今日の不況を鑑みると、時代はちがっても貧富の差は少しも変わっていないように思います。ましてや、東日本大震災と東電原発事故による関連倒産などを知ると、生活苦にあえぐ人はますます増えているようです。
ふと思って、自分が所属している文学同人に投稿した一文を転載します。
1、『貧しき人々の群』あらすじ
序にかへて。「小さき泉」の文から汲んだ、強く生きなければならない決意のような、人生はどんなに苦しくても前へ進まなければならないという姿勢を教師に問う形式で書かれている。1917年という日付がある。本文を読み終わったのちに「序にかえて」を再読したい。
一軒の農家、3人の幼い兄弟が鍋の薯を煮ている。貧しい光景が、土間の様子や子どもたちの空腹姿で想像させてくれる。突然、飛び込んできた野良犬も骨と皮である。薯の分配をめぐって兄弟が喧嘩して立ち回る描写や、室内にいる鶏たちの位置なども詳細に書かれている。

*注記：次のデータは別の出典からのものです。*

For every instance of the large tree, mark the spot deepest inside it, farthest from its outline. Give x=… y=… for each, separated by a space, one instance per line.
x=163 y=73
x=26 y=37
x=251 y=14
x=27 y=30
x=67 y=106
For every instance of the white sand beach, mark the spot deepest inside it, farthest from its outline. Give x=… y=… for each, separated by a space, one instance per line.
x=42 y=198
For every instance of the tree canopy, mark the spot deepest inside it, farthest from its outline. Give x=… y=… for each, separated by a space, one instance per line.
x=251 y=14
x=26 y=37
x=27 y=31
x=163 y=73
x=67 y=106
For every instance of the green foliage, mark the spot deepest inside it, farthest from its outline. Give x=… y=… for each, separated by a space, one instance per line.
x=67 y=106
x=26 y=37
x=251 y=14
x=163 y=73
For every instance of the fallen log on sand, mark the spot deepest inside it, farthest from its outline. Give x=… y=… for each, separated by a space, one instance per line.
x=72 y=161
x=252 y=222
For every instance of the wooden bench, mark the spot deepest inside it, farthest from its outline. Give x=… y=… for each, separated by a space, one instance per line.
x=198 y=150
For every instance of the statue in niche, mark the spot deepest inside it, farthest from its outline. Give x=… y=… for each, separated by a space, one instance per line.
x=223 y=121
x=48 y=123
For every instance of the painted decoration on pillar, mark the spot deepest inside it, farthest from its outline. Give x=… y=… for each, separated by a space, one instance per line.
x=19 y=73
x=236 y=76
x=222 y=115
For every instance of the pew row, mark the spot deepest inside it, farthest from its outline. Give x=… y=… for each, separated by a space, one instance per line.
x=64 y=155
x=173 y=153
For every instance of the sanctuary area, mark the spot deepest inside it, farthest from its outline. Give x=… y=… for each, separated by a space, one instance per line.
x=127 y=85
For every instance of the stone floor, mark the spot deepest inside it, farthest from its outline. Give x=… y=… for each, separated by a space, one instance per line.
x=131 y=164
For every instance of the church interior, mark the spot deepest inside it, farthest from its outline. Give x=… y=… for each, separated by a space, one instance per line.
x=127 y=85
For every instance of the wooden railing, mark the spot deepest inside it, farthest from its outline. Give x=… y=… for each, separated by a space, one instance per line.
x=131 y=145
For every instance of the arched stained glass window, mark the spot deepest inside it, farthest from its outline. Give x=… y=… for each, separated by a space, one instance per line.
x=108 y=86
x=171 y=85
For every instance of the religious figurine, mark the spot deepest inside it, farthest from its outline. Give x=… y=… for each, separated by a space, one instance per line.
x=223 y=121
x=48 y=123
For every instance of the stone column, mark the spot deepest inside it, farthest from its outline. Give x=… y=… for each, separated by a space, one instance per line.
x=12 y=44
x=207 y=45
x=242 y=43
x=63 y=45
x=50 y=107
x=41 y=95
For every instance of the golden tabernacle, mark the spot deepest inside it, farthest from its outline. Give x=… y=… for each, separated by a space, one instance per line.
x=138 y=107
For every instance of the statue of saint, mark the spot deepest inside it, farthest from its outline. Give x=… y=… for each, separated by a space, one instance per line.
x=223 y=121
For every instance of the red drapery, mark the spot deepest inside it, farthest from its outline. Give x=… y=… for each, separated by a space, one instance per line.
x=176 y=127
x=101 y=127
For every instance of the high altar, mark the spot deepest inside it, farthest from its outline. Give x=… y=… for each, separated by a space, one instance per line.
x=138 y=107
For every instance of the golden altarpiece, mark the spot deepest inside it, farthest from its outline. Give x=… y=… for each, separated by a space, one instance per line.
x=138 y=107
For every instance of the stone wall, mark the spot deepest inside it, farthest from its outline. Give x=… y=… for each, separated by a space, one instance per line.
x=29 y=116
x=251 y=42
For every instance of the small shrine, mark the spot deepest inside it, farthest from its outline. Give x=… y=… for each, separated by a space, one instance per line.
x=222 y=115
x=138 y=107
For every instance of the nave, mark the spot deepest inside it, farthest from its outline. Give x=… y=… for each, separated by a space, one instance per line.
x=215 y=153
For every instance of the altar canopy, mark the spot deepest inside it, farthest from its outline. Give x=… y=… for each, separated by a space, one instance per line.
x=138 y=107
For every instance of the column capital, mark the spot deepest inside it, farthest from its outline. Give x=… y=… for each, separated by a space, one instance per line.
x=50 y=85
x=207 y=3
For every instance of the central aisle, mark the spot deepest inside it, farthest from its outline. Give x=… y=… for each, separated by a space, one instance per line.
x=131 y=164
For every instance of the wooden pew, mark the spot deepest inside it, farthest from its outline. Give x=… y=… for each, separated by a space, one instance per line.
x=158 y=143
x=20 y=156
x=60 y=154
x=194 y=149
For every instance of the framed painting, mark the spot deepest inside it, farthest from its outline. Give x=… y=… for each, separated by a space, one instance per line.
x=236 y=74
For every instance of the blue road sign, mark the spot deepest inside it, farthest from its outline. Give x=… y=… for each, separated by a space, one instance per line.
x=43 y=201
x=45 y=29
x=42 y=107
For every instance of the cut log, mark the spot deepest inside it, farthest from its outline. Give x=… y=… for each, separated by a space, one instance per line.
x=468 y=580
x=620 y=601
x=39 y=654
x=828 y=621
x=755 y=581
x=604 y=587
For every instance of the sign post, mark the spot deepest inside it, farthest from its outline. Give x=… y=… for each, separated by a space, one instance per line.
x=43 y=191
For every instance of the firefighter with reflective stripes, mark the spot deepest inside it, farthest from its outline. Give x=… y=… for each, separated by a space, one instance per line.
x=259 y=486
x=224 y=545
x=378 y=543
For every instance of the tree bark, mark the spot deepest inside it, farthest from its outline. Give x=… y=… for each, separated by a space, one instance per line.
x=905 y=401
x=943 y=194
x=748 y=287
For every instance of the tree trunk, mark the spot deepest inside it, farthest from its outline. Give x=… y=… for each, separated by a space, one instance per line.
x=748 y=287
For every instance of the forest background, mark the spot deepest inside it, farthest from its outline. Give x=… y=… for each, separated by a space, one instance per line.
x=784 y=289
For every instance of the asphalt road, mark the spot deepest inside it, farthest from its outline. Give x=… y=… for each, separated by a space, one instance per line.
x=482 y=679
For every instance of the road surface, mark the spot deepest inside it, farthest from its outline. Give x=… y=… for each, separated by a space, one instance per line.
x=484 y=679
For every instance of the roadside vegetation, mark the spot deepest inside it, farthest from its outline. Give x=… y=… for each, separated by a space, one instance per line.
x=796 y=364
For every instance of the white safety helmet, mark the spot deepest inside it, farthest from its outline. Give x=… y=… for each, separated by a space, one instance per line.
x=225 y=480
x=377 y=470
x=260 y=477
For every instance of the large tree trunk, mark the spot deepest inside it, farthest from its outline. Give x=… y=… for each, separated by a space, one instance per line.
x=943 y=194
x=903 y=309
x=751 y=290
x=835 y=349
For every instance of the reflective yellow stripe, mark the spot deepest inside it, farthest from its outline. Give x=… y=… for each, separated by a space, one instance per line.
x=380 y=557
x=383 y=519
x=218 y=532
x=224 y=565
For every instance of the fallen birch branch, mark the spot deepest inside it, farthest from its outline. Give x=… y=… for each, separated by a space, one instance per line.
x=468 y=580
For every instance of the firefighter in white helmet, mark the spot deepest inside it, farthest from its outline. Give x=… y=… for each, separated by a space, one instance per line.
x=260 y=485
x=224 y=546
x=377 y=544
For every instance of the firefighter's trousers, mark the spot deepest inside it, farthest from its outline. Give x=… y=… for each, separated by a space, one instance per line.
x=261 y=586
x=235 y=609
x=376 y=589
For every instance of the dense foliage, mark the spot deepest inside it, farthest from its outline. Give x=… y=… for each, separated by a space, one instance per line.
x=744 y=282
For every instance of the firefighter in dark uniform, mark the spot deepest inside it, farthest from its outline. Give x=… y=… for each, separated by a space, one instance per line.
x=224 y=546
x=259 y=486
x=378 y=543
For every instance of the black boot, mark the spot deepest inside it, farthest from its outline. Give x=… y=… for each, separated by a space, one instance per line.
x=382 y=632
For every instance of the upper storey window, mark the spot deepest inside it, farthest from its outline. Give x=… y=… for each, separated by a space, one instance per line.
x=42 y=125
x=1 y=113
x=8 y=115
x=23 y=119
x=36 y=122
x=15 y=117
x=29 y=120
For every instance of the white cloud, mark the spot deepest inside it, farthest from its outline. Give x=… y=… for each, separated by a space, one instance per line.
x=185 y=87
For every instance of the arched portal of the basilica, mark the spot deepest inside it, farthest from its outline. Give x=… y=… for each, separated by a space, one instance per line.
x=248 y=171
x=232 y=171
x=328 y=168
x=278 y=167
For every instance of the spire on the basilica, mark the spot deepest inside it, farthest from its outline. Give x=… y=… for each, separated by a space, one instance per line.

そこは小作人の甚助の家で、親たちは働いていて留守らしい。
主人公の私(百合子自身と思われる)は、この甚助の家を木陰から見ていた。この貧しい農家に興味をもち、通りかかったおばあさんに同行してもらうが、子どもたちは敵愾心の目で見つめ、帰りがけには投石までしてくるのだった。私(主人公)はどうして彼らに嫌われたのかわからない。同情して親切心をかけようと思っているのに理解されなく、悲しむ主人公がいる。
ここ福島県の主人公の家は、祖父の代から開拓して財をなした地主だった。広い田畑をもち、小作人に貸して裕福な生活を送っているが、主人公は東京暮らしで夏休みに帰郷している。村民からは「東京のお嬢様」と呼ばれている。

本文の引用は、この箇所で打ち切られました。